Ragged Clown

It's just a shadow you're seeing that he's chasing…


Come on and jump to the beat!

July
2025

Men don’t dance any more. Not unless they are drunk. Back when we were teenagers, we went to discos, and line dancing gave us permission to dance without being embarrassed. Twenty-first-century teenagers don’t have that excuse to get started.

I was at school in the early 80s, and we (boys and girls) used to dance together at the discos we went to every week. I was a bit shy as a teenager, and it was hard to get me dancing. The thing that pulled me in was a group dance, or a line dance, where everyone was dancing together with the same moves (”Come on and jump to the beat! Jump!”). I think the big difference was that no one was watching because they were all concentrating on their own “Jump!”. There might have been some boring twats criticising from the sidelines, but no one cared what they thought, because they were boring twats.

Once I’d got the confidence to line dance, it was a small step to disco dancing or doing the special moves that Ska required, and by then, I could dance anywhere with anyone — but it was the group dance/line dance that broke down those barriers.


I fell in love with a girl in my class when I was 12, but I was too shy to tell her. I held her hand when we all went ice skating together, and that was allowed because everyone was holding hands. We even jumped to the beat (”Jump!”) at the disco together, but I couldn’t tell her I loved her. Too shy.

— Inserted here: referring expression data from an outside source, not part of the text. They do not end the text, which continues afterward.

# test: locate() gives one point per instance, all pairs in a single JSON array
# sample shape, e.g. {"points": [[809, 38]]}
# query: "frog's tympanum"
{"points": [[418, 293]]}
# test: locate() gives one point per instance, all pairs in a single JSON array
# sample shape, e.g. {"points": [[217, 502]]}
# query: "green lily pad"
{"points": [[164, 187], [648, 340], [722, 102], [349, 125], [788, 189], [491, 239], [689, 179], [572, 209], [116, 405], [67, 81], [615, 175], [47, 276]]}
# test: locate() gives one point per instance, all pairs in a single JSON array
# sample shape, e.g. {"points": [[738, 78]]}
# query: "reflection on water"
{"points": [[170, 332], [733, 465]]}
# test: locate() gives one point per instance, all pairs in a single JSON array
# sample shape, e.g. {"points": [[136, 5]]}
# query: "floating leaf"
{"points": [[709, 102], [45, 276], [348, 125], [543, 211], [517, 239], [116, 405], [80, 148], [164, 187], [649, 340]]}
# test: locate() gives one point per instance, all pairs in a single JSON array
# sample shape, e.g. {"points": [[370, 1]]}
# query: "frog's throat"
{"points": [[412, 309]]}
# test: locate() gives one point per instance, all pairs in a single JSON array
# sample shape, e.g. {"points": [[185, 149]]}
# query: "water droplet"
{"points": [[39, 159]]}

I joined the Navy when I was 16, while everyone else was still at school. The first Christmas that I came home, there was a party at the school. We had all had a little to drink, and when Come on Eileen came on, we all danced together, holding hands in a big circle. I HELD HANDS WITH HER! The beer and the dancing made it easy for me to ask her out, and we were together for the next three years. When we compared notes later, it turned out that we had both fancied each other since we were twelve, but we were both too shy to do anything about it.

Jump!
Come on and jump to the beat. Jump!

Fast forward to now, and my kids never had that line dancing opportunity to hold hands, so it’s nearly impossible to make that next big step to kissing and falling in love. They play video games across the interwebs together, but that step to holding hands and kissing is a step too far.

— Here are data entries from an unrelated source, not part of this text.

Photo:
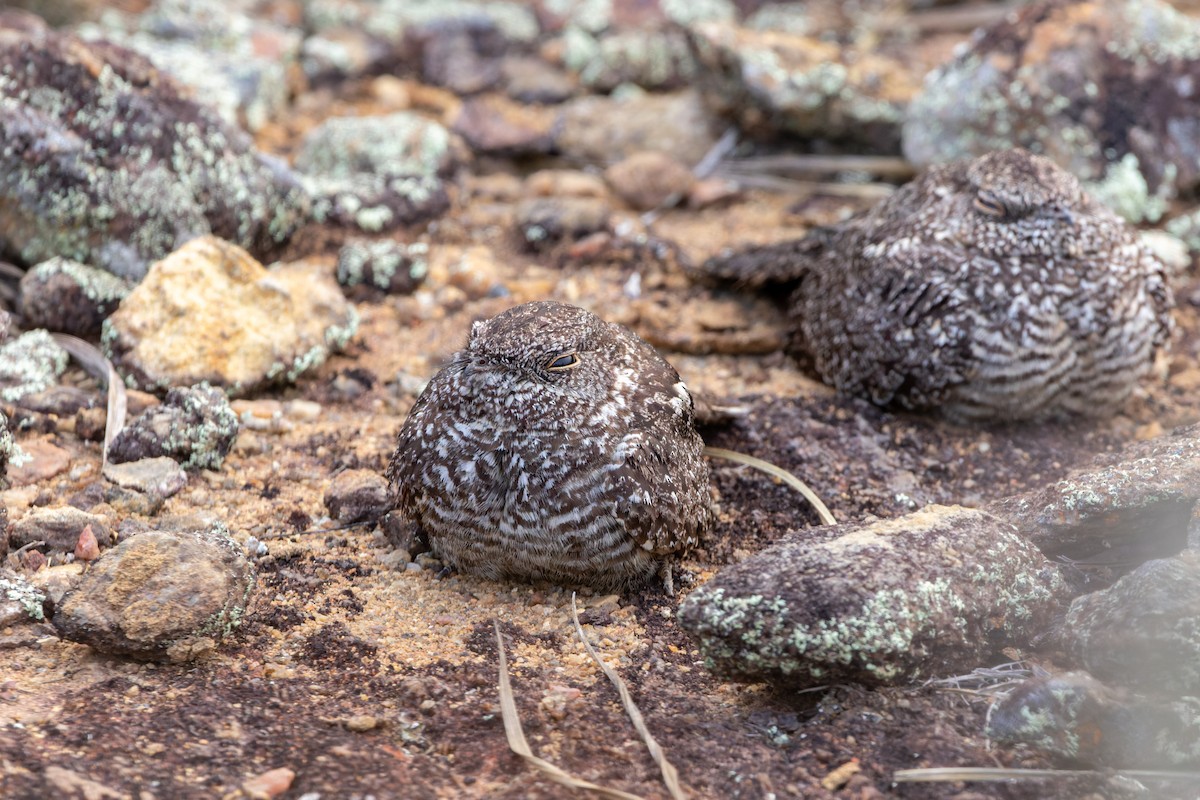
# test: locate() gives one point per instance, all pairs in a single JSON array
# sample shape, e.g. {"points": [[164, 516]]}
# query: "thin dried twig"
{"points": [[808, 164], [519, 745], [827, 518], [670, 775], [946, 774], [101, 368]]}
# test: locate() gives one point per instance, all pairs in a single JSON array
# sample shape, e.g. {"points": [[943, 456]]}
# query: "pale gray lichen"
{"points": [[387, 265], [22, 593]]}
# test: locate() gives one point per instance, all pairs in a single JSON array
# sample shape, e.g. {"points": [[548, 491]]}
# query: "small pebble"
{"points": [[269, 785], [361, 722]]}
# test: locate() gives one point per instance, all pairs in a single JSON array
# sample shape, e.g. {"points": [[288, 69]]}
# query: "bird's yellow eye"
{"points": [[564, 361], [987, 203]]}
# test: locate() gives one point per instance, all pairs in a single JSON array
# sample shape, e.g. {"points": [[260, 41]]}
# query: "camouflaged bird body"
{"points": [[591, 475], [993, 289]]}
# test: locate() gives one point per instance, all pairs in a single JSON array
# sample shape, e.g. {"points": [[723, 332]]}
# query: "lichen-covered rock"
{"points": [[29, 364], [19, 600], [1104, 88], [936, 591], [377, 173], [547, 221], [393, 20], [69, 296], [495, 125], [153, 479], [58, 528], [357, 494], [599, 130], [107, 161], [387, 265], [1135, 504], [195, 426], [237, 64], [1144, 631], [647, 180], [781, 82], [209, 312], [652, 58], [160, 596], [1079, 721]]}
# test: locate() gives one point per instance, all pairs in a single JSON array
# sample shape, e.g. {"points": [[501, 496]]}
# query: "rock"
{"points": [[780, 82], [69, 296], [497, 126], [545, 222], [29, 364], [388, 265], [238, 64], [936, 591], [599, 130], [195, 426], [156, 477], [19, 601], [377, 173], [647, 180], [337, 54], [394, 20], [462, 53], [1078, 720], [211, 313], [1132, 505], [275, 416], [1144, 631], [357, 494], [79, 181], [160, 596], [270, 783], [533, 80], [1102, 86], [87, 548], [59, 401], [653, 58], [37, 461], [59, 528]]}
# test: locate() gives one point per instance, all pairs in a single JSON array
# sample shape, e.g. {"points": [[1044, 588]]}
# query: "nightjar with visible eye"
{"points": [[991, 289], [555, 446]]}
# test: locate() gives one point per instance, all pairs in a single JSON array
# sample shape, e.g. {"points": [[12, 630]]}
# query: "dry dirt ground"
{"points": [[341, 630]]}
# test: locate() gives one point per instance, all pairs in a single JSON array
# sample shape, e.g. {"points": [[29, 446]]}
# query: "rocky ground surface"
{"points": [[505, 172]]}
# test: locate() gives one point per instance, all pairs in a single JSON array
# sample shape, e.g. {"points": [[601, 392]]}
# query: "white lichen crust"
{"points": [[937, 590], [555, 446]]}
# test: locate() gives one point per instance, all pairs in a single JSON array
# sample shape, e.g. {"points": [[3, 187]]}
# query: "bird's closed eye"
{"points": [[562, 362]]}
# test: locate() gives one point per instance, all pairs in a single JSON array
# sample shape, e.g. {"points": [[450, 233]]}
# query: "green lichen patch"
{"points": [[30, 364], [16, 589], [195, 426], [390, 266], [378, 173], [1104, 89], [107, 161]]}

I had lunch with my girlfriend a couple of years ago, and our strongest memory from our teenage years was holding hands and dancing to Come on Eileen. We both remembered “Come on and jump to the beat! Jump!”, and wished we’d done something about it from the start.

Come on, Eileen. I swear.
At this moment, you mean everything.

Twenty-first-century kids don’t expect dads to dance.

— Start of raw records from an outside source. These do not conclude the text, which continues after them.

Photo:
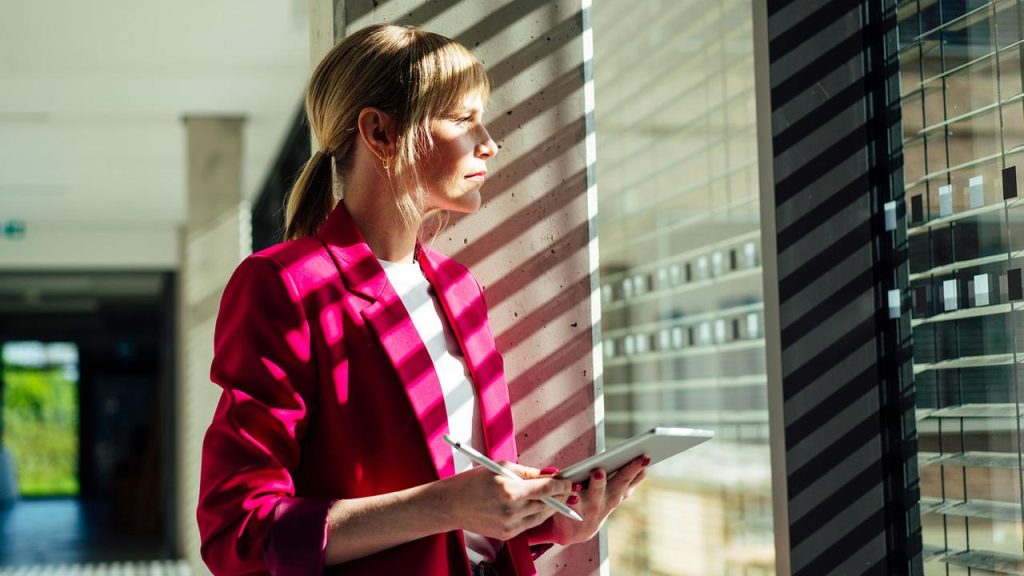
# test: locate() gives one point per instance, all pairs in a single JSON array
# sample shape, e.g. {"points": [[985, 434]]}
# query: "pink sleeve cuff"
{"points": [[297, 538]]}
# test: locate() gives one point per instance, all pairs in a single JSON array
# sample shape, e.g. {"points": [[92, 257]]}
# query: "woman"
{"points": [[346, 353]]}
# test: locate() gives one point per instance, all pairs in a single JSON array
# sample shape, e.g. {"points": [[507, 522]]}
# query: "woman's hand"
{"points": [[600, 498], [501, 507]]}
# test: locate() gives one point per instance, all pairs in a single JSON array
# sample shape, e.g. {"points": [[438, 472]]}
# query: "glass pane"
{"points": [[681, 287], [966, 304]]}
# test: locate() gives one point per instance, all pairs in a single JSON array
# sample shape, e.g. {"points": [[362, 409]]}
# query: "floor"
{"points": [[67, 531]]}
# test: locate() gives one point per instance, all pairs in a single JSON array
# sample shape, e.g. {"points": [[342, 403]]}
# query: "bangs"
{"points": [[448, 73]]}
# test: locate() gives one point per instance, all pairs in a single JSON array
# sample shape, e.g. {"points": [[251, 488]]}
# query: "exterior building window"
{"points": [[681, 281], [963, 111]]}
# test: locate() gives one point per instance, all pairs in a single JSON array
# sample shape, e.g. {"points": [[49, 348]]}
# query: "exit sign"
{"points": [[12, 230]]}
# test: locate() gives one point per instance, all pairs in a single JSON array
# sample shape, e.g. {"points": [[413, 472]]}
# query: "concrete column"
{"points": [[532, 245], [214, 239]]}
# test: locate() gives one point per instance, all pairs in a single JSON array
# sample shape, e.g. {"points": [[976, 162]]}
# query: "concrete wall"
{"points": [[214, 239]]}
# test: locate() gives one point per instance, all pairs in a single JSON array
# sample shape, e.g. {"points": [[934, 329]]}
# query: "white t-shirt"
{"points": [[460, 397]]}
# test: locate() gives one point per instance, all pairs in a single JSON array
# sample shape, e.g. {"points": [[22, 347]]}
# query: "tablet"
{"points": [[657, 444]]}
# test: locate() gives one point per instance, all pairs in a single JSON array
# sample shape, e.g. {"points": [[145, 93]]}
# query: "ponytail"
{"points": [[311, 198]]}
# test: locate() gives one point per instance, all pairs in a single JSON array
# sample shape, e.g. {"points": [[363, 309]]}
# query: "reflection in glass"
{"points": [[961, 79], [681, 281]]}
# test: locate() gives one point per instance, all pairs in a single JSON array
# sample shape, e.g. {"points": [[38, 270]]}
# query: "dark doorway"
{"points": [[121, 326]]}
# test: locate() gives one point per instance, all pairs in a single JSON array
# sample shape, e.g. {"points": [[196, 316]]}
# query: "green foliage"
{"points": [[40, 421]]}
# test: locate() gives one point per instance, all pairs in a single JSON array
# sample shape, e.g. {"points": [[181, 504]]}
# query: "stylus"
{"points": [[500, 469]]}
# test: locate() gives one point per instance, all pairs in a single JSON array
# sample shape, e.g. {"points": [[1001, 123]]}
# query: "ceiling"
{"points": [[92, 95]]}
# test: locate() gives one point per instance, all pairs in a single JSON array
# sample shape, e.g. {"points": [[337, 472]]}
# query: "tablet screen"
{"points": [[657, 444]]}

When I was about 19, I was at Jacko’s birthday party where we played The B52’s Rock Lobster, and everyone did this weird, knees-twisting, arms-flapping dance that became the standard Man’s Dance for the next couple of years. I didn’t really get another opportunity to dance after that until I got married, but my wife made fun of my dancing, and I never danced again.

Fast-forward to now and my kids are all grown up and I don’t care what they think when I do my weird, knees-twisting, arms-flapping dance. I am supposed to be a middle-aged Dad who would NEVER dance because that’s not what dad’s do.

But I dance.

Boys in bikinis. Girls with surfboards.
Everybody’s rockin’. Everybody’s fruggin’.